Where a decision taken in application of Article 81 EC relates to several addressees and raises a problem of imputing liability for the infringement, it must include an adequate statement of reasons with respect to each of the addressees, in particular those of them who, according to the decision, must bear the liability for the infringement. Thus, with regard to a parent company held liable for the offending behaviour of its subsidiary, such a decision must contain a detailed statement of reasons for imputing the infringement to that company.

In that context, where, in its reply to the statement of objections, an undertaking relies on all the circumstances characterising the links between itself and its subsidiary at the time of the infringement, pleading, inter alia, the fact that that subsidiary’s activity was very specific in relation to the other activities of the group, the lack of overlap in the directors and employees of the companies concerned, the widely defined powers of the subsidiary’s directors, the fact that it has its own departments relating to commercial activities, and the fact that it acts independently in the preparation of strategic projects, and that the matters thus submitted are not mere contention but contain a series of concrete items of evidence annexed to the statement of objections, the Commission is required to adopt a position on those arguments, examining whether, in the light of all the relevant matters relating to economic, organisational and legal links between the companies concerned, the parent company has demonstrated that its subsidiary acted independently on the market, and, if necessary, to set out the reasons why it is of the view that the matters submitted by the parent company are inadequate to rebut the presumption at issue. The Commission’s duty to state reasons for its decision on this issue is clearly evident from the rebuttable nature of the presumption relating to a parent company’s exercise of decisive influence over its wholly-owned subsidiary, in order to rebut which the parent company is required to produce evidence of all the economic, organisational and legal links between itself and its subsidiary.

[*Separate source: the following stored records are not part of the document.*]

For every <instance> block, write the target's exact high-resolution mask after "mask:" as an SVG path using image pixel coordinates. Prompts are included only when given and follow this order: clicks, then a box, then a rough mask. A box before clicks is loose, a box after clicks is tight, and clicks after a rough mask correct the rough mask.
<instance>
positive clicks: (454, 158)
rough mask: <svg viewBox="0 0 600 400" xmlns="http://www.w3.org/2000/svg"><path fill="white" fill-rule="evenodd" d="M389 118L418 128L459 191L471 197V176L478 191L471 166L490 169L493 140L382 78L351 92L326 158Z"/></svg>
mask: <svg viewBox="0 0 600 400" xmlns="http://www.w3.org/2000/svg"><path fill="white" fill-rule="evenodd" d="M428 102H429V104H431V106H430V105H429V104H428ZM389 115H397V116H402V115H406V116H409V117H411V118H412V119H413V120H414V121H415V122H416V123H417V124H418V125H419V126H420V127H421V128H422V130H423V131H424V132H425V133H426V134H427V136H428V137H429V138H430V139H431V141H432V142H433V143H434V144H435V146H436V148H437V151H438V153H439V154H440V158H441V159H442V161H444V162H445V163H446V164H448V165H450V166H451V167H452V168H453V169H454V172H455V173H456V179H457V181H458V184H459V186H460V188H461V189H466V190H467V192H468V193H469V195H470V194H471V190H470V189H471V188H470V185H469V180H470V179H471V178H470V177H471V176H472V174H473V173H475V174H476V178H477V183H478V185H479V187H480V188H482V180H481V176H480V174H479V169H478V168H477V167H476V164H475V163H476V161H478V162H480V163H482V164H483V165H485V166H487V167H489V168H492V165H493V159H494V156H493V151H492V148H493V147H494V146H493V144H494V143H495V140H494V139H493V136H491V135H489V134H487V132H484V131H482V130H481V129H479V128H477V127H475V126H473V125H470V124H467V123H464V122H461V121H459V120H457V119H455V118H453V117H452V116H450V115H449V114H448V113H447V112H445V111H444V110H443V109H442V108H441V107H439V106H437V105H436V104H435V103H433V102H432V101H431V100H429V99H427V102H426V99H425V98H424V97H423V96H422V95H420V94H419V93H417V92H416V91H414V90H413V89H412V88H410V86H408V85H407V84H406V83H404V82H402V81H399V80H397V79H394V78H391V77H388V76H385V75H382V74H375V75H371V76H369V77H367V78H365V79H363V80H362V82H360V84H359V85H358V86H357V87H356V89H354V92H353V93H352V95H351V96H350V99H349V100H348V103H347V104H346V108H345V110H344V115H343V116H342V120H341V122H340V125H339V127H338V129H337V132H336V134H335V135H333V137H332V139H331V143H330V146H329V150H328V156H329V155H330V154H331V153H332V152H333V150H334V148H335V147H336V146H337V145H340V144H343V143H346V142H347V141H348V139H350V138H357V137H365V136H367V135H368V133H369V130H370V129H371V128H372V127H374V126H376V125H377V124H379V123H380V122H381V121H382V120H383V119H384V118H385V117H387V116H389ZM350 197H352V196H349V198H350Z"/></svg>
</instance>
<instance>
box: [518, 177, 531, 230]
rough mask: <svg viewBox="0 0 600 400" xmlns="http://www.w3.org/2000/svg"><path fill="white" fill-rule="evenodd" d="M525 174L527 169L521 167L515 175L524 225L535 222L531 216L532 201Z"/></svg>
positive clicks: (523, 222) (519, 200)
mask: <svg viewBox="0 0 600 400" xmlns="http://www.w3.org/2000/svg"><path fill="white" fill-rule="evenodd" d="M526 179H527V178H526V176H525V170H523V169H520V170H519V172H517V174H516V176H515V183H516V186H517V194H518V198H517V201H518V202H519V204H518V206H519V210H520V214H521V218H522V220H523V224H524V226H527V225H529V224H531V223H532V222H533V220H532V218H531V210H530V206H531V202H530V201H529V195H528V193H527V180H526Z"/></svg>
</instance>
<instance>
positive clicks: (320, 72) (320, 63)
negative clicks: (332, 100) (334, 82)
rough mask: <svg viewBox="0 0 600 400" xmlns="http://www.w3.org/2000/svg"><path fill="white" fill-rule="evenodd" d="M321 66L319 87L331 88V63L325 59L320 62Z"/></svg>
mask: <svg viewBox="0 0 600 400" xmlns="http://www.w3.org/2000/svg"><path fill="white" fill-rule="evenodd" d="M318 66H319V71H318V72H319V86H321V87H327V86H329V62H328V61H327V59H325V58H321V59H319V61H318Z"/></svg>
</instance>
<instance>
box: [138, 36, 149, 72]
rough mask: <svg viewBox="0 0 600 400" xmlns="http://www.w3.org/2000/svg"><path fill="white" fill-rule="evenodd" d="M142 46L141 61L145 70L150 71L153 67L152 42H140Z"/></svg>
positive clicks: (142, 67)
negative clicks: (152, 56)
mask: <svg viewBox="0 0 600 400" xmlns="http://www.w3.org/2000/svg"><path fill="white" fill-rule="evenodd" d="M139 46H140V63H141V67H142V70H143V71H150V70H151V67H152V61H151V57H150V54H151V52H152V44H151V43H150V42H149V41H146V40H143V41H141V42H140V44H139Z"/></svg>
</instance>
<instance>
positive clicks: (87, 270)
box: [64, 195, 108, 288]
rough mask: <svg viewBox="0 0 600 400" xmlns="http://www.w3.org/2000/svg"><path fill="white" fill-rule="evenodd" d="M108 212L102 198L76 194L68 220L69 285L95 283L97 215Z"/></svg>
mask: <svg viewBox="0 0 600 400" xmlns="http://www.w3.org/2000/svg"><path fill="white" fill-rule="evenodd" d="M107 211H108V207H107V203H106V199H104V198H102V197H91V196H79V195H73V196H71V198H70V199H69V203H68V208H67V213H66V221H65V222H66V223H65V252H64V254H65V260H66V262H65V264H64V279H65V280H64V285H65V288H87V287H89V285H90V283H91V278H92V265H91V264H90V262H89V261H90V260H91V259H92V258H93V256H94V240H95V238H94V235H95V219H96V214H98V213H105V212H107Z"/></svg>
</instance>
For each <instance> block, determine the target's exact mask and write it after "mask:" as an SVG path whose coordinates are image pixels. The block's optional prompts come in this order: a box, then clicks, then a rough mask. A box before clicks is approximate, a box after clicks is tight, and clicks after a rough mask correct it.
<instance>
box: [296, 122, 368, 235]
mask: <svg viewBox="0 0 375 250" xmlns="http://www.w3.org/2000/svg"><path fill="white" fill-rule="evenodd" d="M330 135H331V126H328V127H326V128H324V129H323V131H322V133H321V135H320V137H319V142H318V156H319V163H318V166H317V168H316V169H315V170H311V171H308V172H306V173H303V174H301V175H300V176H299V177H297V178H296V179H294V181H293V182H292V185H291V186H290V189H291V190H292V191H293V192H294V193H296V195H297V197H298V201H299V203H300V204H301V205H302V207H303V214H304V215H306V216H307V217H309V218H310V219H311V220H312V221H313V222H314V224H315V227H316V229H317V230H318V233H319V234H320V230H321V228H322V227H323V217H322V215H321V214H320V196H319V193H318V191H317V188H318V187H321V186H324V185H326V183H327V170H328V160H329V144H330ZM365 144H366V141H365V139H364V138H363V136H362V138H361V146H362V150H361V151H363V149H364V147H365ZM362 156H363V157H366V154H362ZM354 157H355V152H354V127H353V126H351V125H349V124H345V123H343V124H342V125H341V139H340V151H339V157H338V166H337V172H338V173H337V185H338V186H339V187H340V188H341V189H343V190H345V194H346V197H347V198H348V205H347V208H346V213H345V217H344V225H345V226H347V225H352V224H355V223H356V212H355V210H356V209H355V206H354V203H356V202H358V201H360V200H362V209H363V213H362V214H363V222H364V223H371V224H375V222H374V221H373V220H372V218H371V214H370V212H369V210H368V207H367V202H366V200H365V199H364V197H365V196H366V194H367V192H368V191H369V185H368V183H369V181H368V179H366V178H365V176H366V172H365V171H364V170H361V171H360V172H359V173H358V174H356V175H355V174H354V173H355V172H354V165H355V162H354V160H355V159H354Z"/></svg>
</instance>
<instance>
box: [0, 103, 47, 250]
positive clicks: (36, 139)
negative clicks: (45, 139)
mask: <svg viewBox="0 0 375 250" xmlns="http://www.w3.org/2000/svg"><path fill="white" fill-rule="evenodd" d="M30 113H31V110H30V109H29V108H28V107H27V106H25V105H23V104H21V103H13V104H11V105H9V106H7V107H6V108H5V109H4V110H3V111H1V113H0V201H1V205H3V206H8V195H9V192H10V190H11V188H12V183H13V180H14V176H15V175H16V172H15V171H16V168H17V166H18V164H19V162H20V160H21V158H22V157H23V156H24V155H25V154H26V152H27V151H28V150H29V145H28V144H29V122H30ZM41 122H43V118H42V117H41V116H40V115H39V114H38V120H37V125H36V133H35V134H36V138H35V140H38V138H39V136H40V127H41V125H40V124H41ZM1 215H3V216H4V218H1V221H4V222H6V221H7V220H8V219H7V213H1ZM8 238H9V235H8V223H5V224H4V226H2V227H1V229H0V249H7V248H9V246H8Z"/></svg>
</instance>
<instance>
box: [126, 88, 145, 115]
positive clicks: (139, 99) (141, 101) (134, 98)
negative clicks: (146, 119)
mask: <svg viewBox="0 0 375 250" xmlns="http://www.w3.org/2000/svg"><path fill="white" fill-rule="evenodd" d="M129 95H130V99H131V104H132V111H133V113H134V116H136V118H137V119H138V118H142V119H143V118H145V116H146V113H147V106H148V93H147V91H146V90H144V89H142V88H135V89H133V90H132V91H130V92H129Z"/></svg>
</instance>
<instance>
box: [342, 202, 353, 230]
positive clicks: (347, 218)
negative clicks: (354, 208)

(see paras 64-65, 70, 72-75)

3.      The statement of reasons for a Commission decision taken in application of Article 81 EC must in principle be notified to the party concerned at the same time as that decision adversely affecting it. A failure to state the reasons cannot thus be remedied by the fact that the party concerned learns the reasons for the decision during the proceedings. Therefore, the failure to state reasons cannot be remedied in the course of the proceedings.